“Avrò fatto una serie di errori di carattere amministrativo, ma mai con l’intento di trarre dei vantaggi personali” esordisce Rosanna Bernè accogliendoci nella sua casa, dinanzi ad un tavolo pieno di fascicoli, incartamenti, dossier e carteggi pronti a documentare le sue parole. “Non nascondo di aver sbagliato e mi assumo una parte di responsabilità, ma se non lo avessi fatto avremmo chiuso la scuola periferica in lingua italiana e Castel Bembo sarebbe andato in totale rovina” dice iniziando il suo racconto da quando nel 2008 prese in mano le redini del sodalizio vallese per guidarlo, due mandati, fino al 2016 quando emersero le prime avvisaglie sui debiti nei confronti dell’erario croato. “E’ vero questo è stato un mio errore, dovuto – anche se so che non può essere una giustificazione plausibile – al solito ritardo nell’erogazione dei contributi e dei fondi a sostengo delle Cominità degli italiani” ci dice l’ex presidente aggiungendo che per far fronte a questi ritardi e alla mancanza di liquidità e garantire nel contempo il normale funzionamento delle allora molteplici attività del sodalizio, prendeva dei prestiti dall’azienda del fratello, prestiti che una volta ricevute le sovvenzioni, restituiva.
“Ci sono stati prestiti forniti alla Comunità di Valle pure da altri soggetti giuridici per coprire le spese di progetti risalenti al 2005 e senza i quali ci avrebbero bloccato i conti” spiega la Bernè facendo capire che tutte le istituzioni interessate erano a conoscenza e concordi sui meccanismi adottati per far fronte a situazioni di emergenza. “Io ad esempio ho anticipato i soldi per eseguire i lavori di sondaggio e gli studi archeologici necessari per aprire il cantiere di Castel Bembo poiché gli interventi non erano stati preventivati e non avevano iniziale copertura finanziaria; attendere per mesi i mezzi ci avrebbe portato alla perdita dei permessi che stavano per scadere e a quella di centinaia di migliaia di euro” sostiene l’ ex dirigente aggiungendo che così è stato pure per altre iniziative: viaggi, stipendi dei dipendenti, il pagamento delle merende e dei pranzi per i bambini che ha portato a nuove iscrizioni nella scuola italiana che nel 2011 era a rischio chiusura.
“Sono stata accusata di abuso d’ufficio perché nello stanzino in cui operavamo nel periodo del restauro del Castello, c’era la segretaria dell’azienda di mio fratello, segretaria che da lui era pagata, ma – e questo lo sanno tutti- lavorava all’80 per cento per il nostro sodalizio” racconta ancora la nostra interlocutrice non mancando di esprimere la sua opinione pure su altri capi dell’imputazione come il presunto favoreggiamento per far ottenere l’appalto del restauro all’impresa Vallis nella quale era impiegata. “E’ vero che tra i nomi forniti all’Università popolare di Trieste per l’invito al Bando, ho fatto pure quello dell’azienda in questione, che è proprietà di un nostro connazionale e che alla fine ha vinto la gara perché la miglior offerente e l’unica disposta ad anticipare all’incirca il milione di euro necessario a far partire i lavori e attendere dagli 8 ai 12 mesi per avere i rimborsi.
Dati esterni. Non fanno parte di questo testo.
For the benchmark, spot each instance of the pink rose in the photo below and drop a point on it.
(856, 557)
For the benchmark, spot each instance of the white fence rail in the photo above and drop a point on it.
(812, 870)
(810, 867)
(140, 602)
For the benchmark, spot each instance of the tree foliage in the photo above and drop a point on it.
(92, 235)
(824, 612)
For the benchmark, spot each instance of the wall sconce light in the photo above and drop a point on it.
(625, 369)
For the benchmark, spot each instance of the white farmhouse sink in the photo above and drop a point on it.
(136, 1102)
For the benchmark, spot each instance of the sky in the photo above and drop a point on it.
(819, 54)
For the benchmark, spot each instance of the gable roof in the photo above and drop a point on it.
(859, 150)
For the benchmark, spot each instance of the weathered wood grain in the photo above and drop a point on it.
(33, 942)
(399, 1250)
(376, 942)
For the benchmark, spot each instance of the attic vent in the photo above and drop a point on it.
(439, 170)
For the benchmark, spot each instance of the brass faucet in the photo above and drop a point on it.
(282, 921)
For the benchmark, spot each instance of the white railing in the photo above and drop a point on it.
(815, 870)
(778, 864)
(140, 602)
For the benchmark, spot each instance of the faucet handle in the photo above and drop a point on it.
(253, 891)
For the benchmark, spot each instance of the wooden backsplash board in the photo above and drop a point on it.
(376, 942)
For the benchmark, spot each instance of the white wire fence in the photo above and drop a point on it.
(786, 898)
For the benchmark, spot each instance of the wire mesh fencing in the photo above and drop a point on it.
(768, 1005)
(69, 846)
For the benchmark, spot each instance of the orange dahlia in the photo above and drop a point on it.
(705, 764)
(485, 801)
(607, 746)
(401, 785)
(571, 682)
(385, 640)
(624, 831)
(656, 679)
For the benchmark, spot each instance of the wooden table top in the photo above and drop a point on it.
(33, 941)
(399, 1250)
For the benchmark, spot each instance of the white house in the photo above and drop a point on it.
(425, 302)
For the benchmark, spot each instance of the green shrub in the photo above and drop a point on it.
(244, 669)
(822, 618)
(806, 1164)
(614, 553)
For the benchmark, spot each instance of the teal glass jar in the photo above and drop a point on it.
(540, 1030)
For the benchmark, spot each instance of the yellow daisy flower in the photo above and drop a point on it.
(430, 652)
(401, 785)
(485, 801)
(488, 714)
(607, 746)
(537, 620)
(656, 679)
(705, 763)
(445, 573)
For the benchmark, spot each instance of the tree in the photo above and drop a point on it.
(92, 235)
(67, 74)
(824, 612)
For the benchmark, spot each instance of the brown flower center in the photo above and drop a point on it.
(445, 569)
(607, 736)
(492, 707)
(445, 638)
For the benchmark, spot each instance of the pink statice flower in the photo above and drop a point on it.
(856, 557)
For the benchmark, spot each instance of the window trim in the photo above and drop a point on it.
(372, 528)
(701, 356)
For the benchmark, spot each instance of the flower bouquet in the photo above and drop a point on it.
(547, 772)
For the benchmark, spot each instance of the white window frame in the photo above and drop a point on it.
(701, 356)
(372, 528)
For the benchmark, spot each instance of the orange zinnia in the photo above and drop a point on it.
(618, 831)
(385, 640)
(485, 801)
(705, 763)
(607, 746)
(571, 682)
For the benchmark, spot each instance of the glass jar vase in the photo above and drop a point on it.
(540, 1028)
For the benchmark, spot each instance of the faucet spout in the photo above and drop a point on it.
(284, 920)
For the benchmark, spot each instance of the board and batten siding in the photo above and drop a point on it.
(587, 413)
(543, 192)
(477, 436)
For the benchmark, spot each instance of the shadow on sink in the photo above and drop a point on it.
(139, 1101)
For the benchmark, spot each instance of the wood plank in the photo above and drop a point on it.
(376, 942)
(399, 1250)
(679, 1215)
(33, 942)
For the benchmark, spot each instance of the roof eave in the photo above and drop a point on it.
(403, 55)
La Vallis alla fine ha completato la ristrutturazione per meno soldi rispetto a quelli preventivati e il risparmio è stato ridestinato, alle necessità delle altre Comunità” spiega la Bernè.
Tra i mezzi riassegnati, c’erano pure quelli per la pubblicazione di una monografia proprio su Castel Bembo, volume mai pubblicato facciamo notare. “E’ vero questo è un mio errore, ma il libro però c’e’, eccolo è qui” risponde senza esitare la Bernè mostrandoci il fascicolo e aggiungendo di essere pronta a farlo andare in stampa e rimediare così a questa mancanza. “Mia pure la colpa del non aver presentato i bilanci e per questo ho già pagato una sanzione” sostiene la nostra interlocutrice confidandoci di attendere con calma e fiducia i primi interrogatori da parte della Procura e così pure un eventuale futuro giudizio. “Se ho sbagliato, l’ho fatto in buona fede e sono pronta a pagare, ma sono orgogliosa del mio impegno volto alla rivitalizzazione di Castel Bembo che dopo anni d’incuria e abbandono è ritornato ai vallesi ” conclude Rosanna Bernè.